Barrington Jedidiah Walker jumps out of the pages of Bernadine Evaristo's Mr Loverman with bombastic energy. For many of us he is the epitome of a lost generation, the suits, the trilby's, and the polished shoes. Before we were bombarded with images of our elderly as shivering sufferers of dementia we drew on our own recollections of members of our community who always said good morning and for who the word drunk described dancing in the street and lifting their hats to pretty ladies. We remember them with fondness long after they have passed on.
They didn't have our happy memories, coming to England was never the wonderful adventure they had been led to believe and battling the coldness of the weather, the streets and the English people definitely took its toll. Yet despite the obstacles these old time West Indians brought happiness to so many and Bernadine has captured her very own and encased him in the pages of Mr Loverman for all eternity.
Barrington is a homosexual living as an unhappily married man. Told from both his point of view and that
of his long suffering wife Carmel, Mr Loverman illustrates how the pain of hidden love can thread its way into everyone's lives until all are blind to the way out.
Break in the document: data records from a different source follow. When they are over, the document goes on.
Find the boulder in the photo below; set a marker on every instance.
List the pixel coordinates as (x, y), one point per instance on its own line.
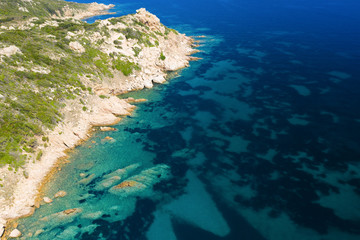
(2, 230)
(8, 51)
(107, 129)
(125, 184)
(87, 180)
(15, 233)
(60, 194)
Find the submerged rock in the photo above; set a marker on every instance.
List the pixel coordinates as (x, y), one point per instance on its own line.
(76, 47)
(72, 211)
(60, 194)
(87, 180)
(47, 200)
(125, 184)
(106, 183)
(38, 232)
(107, 129)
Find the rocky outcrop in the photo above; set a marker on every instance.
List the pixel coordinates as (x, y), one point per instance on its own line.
(76, 47)
(97, 110)
(92, 9)
(8, 51)
(47, 200)
(15, 233)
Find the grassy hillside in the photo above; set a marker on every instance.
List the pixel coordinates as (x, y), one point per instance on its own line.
(20, 9)
(43, 72)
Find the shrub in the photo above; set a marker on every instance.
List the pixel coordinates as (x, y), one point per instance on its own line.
(126, 67)
(162, 56)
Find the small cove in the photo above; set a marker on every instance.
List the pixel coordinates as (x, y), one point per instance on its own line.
(237, 146)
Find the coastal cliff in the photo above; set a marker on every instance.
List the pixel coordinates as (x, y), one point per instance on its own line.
(59, 79)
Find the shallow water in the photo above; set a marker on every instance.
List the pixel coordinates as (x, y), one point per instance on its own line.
(259, 140)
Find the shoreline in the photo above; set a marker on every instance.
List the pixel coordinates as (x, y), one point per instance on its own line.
(78, 126)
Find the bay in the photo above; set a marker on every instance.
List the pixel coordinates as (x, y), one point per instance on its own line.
(259, 140)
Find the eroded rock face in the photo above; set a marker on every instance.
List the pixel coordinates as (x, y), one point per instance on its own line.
(15, 233)
(2, 230)
(8, 51)
(76, 47)
(60, 194)
(149, 20)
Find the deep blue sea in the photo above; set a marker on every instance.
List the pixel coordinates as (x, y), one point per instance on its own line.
(258, 140)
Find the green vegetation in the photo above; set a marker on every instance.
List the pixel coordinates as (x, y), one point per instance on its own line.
(35, 82)
(35, 8)
(168, 30)
(162, 56)
(126, 67)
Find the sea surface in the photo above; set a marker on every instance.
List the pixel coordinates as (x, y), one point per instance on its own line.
(258, 140)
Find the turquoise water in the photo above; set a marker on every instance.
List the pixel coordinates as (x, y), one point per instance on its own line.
(259, 140)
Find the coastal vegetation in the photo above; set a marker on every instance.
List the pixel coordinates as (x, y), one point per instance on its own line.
(43, 69)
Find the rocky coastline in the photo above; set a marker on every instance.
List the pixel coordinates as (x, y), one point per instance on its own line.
(170, 52)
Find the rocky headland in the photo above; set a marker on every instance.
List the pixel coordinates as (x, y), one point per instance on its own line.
(129, 53)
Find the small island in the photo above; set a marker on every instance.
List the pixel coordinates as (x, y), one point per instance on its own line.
(60, 78)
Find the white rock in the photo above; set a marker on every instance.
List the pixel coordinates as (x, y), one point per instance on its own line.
(47, 200)
(2, 230)
(159, 79)
(76, 47)
(8, 51)
(60, 194)
(15, 233)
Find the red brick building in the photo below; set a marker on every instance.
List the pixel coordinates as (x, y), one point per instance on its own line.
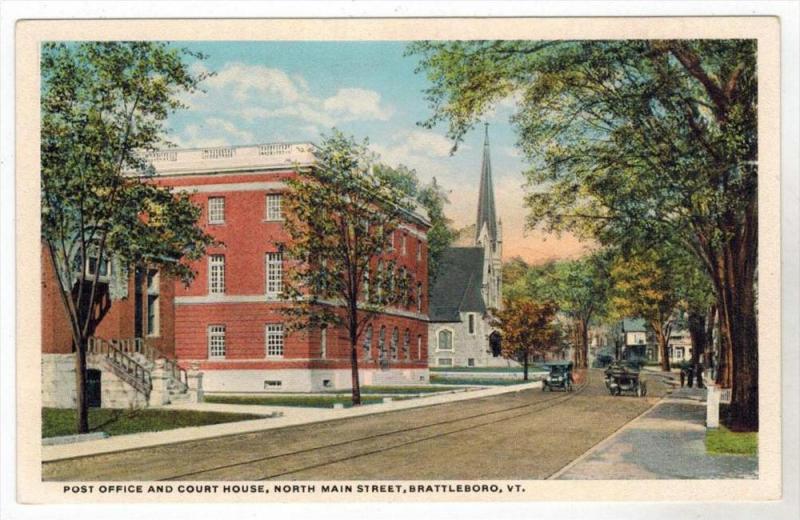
(228, 321)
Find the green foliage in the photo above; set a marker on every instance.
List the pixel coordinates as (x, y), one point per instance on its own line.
(722, 441)
(340, 217)
(528, 328)
(103, 109)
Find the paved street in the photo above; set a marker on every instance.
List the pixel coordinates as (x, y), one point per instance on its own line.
(523, 435)
(668, 442)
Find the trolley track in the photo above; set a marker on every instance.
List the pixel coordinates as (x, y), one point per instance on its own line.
(284, 464)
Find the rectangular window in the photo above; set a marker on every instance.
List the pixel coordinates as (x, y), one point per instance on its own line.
(153, 292)
(274, 206)
(274, 340)
(216, 210)
(216, 274)
(216, 341)
(274, 275)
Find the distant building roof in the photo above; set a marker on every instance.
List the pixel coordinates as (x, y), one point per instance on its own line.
(458, 287)
(634, 325)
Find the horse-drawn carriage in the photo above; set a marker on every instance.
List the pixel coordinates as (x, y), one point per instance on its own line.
(623, 378)
(559, 376)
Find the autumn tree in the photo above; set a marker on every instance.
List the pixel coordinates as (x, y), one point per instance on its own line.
(646, 286)
(340, 217)
(103, 107)
(580, 290)
(631, 141)
(528, 328)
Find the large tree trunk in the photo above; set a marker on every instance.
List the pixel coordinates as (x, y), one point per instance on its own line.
(525, 377)
(663, 344)
(697, 331)
(353, 330)
(740, 334)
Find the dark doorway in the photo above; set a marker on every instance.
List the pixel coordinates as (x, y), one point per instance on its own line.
(494, 343)
(93, 390)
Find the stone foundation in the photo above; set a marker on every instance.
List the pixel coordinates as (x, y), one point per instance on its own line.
(289, 380)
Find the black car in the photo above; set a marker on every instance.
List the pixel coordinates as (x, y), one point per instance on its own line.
(559, 378)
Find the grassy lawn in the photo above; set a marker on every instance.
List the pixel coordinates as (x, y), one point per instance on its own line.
(312, 401)
(476, 381)
(403, 389)
(57, 421)
(722, 441)
(483, 369)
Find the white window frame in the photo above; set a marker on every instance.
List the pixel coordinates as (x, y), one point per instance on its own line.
(154, 291)
(274, 340)
(216, 350)
(216, 274)
(216, 210)
(274, 207)
(452, 338)
(274, 275)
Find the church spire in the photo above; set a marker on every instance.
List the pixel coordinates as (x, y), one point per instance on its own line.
(486, 211)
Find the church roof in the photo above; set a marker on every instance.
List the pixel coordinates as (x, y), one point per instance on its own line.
(458, 287)
(486, 211)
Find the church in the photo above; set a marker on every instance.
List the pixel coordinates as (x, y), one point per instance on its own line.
(468, 289)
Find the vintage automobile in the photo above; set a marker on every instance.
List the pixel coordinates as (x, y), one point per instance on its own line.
(621, 377)
(559, 377)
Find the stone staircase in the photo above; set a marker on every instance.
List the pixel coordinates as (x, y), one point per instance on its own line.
(142, 374)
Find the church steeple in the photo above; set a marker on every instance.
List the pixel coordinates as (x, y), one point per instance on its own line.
(486, 211)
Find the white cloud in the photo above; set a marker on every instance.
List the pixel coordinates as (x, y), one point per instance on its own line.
(254, 92)
(357, 103)
(213, 131)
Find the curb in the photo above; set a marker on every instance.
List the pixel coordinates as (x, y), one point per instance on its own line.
(137, 441)
(604, 442)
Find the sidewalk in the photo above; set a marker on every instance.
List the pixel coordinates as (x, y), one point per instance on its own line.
(286, 416)
(666, 442)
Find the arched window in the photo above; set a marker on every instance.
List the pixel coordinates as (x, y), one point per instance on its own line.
(445, 339)
(368, 343)
(395, 340)
(382, 344)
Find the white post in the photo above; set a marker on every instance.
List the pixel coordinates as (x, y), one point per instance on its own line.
(712, 406)
(159, 393)
(194, 380)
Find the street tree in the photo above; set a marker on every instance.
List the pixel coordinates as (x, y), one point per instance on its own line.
(645, 285)
(631, 141)
(528, 329)
(340, 217)
(103, 107)
(580, 289)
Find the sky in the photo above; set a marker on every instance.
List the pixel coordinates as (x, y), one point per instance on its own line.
(267, 92)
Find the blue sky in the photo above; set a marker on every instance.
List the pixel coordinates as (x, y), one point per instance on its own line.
(296, 91)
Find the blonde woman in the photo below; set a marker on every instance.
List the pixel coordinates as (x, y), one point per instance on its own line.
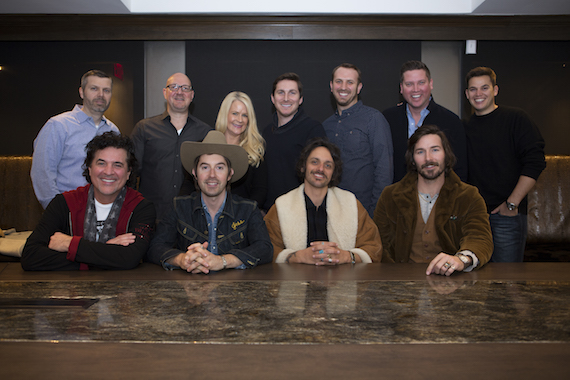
(236, 120)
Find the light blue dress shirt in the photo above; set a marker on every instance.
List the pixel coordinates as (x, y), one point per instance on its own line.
(412, 127)
(59, 152)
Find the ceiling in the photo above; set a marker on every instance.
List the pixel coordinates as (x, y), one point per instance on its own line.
(291, 7)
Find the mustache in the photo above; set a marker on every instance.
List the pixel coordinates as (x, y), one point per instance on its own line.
(431, 163)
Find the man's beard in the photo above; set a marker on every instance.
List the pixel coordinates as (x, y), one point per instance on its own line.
(434, 174)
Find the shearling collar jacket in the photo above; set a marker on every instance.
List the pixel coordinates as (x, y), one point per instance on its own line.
(461, 219)
(348, 224)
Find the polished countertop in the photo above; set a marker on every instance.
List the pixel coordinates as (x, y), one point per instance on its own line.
(294, 306)
(337, 309)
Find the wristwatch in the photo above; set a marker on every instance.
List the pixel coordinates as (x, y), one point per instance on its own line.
(352, 258)
(466, 260)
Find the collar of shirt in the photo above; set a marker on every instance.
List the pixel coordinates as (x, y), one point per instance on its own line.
(316, 221)
(426, 204)
(349, 111)
(412, 123)
(82, 117)
(213, 224)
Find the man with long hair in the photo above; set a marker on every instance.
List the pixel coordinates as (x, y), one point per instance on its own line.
(430, 216)
(318, 223)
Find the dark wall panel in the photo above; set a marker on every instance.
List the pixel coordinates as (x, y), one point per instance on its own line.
(535, 76)
(41, 79)
(219, 67)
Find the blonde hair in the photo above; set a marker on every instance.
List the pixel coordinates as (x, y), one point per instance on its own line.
(250, 139)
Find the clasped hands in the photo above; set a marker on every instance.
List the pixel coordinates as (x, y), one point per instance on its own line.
(321, 253)
(197, 259)
(445, 265)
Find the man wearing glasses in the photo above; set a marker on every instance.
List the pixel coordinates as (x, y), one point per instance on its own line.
(158, 140)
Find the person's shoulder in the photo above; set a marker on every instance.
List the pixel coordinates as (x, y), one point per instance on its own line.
(62, 118)
(436, 107)
(198, 122)
(153, 120)
(395, 110)
(241, 201)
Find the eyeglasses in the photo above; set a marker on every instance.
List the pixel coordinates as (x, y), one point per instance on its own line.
(174, 87)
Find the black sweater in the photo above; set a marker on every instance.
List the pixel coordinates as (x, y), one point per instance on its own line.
(502, 146)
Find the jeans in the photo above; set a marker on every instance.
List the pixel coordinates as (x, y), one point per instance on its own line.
(509, 237)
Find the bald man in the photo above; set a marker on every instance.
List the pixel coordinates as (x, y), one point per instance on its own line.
(158, 140)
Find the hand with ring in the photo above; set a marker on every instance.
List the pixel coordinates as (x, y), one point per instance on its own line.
(444, 264)
(325, 253)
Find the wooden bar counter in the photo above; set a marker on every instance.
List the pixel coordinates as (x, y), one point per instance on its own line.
(505, 321)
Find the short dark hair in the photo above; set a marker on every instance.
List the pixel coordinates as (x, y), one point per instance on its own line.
(424, 131)
(334, 151)
(288, 76)
(110, 140)
(413, 65)
(347, 66)
(96, 73)
(479, 72)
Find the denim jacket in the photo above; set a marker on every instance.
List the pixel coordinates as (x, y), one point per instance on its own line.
(241, 231)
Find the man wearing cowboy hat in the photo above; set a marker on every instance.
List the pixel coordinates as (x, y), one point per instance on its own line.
(211, 229)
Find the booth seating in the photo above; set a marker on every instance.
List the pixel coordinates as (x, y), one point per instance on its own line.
(549, 213)
(19, 208)
(548, 206)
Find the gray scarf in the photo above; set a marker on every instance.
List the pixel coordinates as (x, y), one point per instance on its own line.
(110, 226)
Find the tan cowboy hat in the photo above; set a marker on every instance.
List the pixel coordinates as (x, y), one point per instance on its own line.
(215, 143)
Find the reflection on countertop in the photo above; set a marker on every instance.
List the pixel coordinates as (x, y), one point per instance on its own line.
(292, 312)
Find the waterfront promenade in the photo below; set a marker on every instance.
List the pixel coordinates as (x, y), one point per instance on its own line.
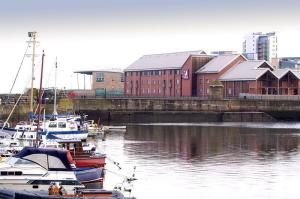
(134, 110)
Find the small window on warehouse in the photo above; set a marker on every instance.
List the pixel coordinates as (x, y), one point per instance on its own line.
(99, 77)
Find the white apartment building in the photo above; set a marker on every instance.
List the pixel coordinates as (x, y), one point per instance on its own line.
(260, 46)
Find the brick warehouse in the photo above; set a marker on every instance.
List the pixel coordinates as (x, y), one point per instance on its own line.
(169, 74)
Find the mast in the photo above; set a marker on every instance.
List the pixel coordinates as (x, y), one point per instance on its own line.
(54, 108)
(33, 36)
(40, 99)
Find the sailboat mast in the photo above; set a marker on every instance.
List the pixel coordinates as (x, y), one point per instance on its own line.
(33, 35)
(40, 99)
(54, 108)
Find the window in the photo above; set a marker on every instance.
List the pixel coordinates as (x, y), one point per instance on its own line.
(229, 91)
(62, 125)
(99, 77)
(52, 125)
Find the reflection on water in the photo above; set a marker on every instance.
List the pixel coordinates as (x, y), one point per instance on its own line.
(193, 161)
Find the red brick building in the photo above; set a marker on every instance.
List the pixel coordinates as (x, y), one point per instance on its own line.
(213, 70)
(170, 74)
(258, 77)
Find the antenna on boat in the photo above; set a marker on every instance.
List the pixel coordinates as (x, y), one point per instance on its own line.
(40, 99)
(54, 108)
(33, 41)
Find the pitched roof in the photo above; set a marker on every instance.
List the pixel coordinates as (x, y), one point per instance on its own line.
(296, 73)
(162, 61)
(247, 70)
(279, 73)
(218, 63)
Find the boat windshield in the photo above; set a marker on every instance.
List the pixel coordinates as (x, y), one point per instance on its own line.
(16, 161)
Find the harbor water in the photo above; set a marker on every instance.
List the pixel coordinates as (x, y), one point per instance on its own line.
(206, 160)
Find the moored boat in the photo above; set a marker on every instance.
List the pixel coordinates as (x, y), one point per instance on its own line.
(83, 158)
(34, 169)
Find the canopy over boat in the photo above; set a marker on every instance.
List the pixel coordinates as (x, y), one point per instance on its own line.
(50, 159)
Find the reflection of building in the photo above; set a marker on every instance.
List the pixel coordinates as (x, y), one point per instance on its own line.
(259, 46)
(170, 74)
(103, 82)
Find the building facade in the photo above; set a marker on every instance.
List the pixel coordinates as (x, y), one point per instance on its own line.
(213, 70)
(165, 75)
(289, 62)
(260, 46)
(103, 82)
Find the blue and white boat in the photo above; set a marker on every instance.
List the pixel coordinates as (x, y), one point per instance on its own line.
(65, 128)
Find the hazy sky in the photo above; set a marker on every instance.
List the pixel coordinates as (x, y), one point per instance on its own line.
(96, 34)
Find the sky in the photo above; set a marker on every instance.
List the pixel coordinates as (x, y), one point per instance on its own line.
(98, 34)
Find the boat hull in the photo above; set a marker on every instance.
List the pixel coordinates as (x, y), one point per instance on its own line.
(92, 162)
(66, 135)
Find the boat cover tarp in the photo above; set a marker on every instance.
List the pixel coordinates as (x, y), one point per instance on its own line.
(23, 194)
(50, 159)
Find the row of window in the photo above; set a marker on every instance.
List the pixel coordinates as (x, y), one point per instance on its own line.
(229, 91)
(153, 73)
(100, 77)
(154, 82)
(154, 91)
(206, 81)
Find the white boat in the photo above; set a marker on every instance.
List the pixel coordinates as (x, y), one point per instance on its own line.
(63, 128)
(35, 169)
(114, 128)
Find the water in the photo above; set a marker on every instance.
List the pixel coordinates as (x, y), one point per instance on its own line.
(219, 160)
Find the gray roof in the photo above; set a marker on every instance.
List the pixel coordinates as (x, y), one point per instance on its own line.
(247, 70)
(162, 61)
(218, 63)
(296, 73)
(90, 72)
(279, 73)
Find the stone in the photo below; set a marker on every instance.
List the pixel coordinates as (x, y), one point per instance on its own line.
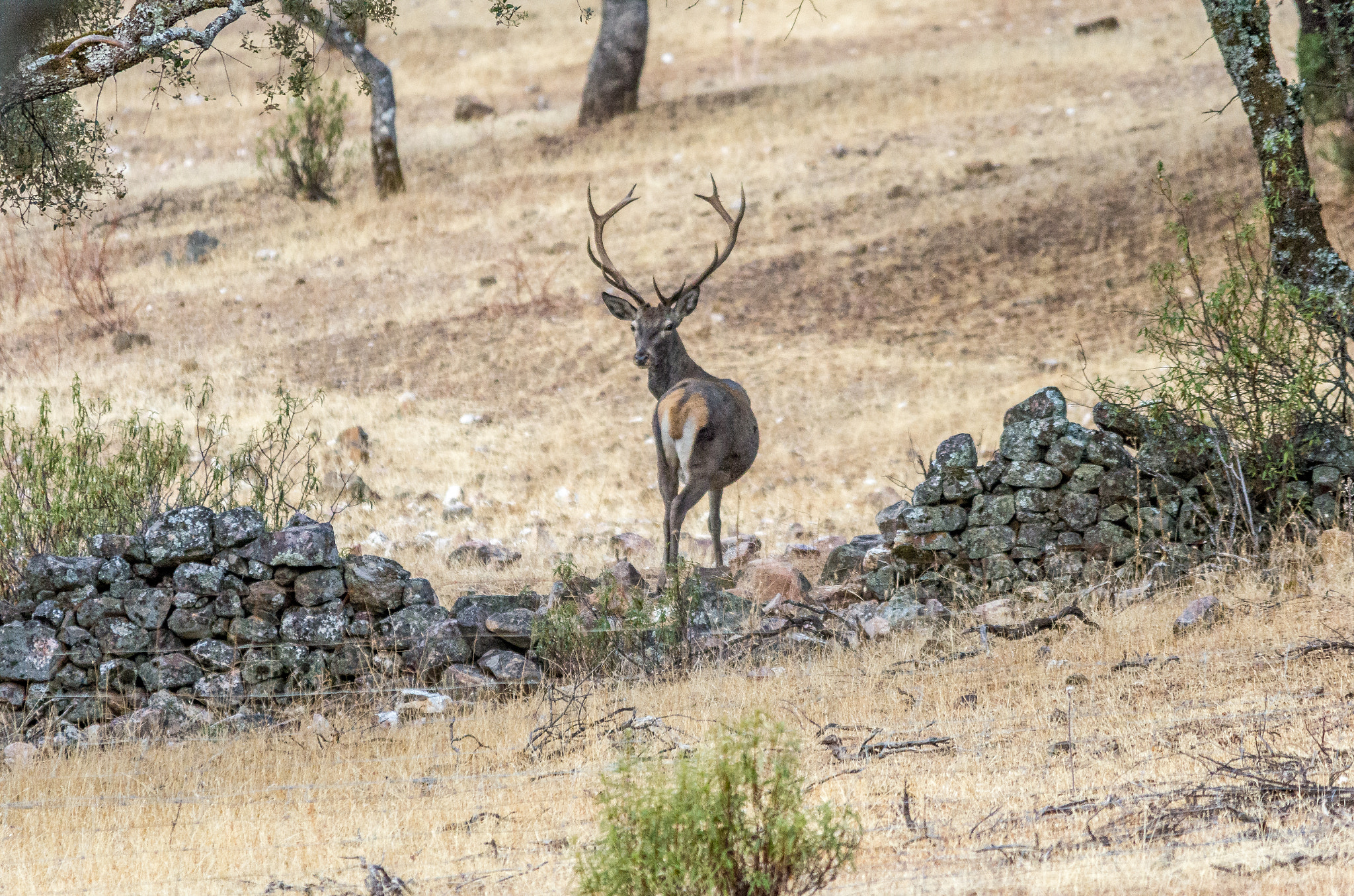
(510, 667)
(471, 623)
(1029, 474)
(959, 485)
(29, 652)
(764, 579)
(198, 578)
(264, 597)
(411, 624)
(259, 666)
(313, 626)
(418, 592)
(1080, 511)
(301, 546)
(191, 624)
(148, 608)
(945, 517)
(467, 680)
(122, 638)
(485, 554)
(50, 573)
(114, 570)
(1047, 402)
(957, 451)
(374, 582)
(1066, 455)
(982, 542)
(1200, 615)
(890, 519)
(214, 655)
(252, 630)
(990, 509)
(512, 627)
(170, 672)
(223, 691)
(929, 492)
(125, 546)
(118, 675)
(179, 535)
(470, 108)
(236, 527)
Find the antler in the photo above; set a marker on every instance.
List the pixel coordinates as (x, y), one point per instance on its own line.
(719, 256)
(608, 271)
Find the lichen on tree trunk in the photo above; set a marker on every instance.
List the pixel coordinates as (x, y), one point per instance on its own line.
(1300, 250)
(616, 63)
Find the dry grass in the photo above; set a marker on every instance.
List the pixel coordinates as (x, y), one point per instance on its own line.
(878, 301)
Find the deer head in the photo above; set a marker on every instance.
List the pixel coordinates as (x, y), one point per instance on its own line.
(656, 326)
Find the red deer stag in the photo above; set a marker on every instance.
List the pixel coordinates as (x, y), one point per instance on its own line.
(704, 428)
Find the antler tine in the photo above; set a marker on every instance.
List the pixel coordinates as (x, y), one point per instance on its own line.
(729, 219)
(610, 271)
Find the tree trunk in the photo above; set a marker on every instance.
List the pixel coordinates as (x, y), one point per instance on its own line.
(385, 153)
(616, 63)
(1300, 250)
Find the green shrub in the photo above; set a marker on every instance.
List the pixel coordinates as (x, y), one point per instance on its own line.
(1262, 360)
(303, 151)
(727, 822)
(61, 484)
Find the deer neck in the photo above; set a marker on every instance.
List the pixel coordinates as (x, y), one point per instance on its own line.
(673, 367)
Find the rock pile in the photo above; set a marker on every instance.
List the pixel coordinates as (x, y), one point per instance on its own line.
(208, 611)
Whilst Mr Loverman is a heart-warming tale of gay love on the surface there is much more going on here. Bernadine's image of Barrington illustrates the Caribbean father often emasculated by his adopted country and his family and fighting to have his voice heard in a world too busy pretending to be social to understand those with a real need for human interaction.
Many West Indian fathers left it too late to tell their stories leaving thousands of children none the wiser to the style and panache their parents brought to this country and who now spend their time watching BBC4 documentaries about lives we all should have known more about.
Mr Loverman by Bernadine Evaristo will leave you with a lovely warm feeling and is available to buy now.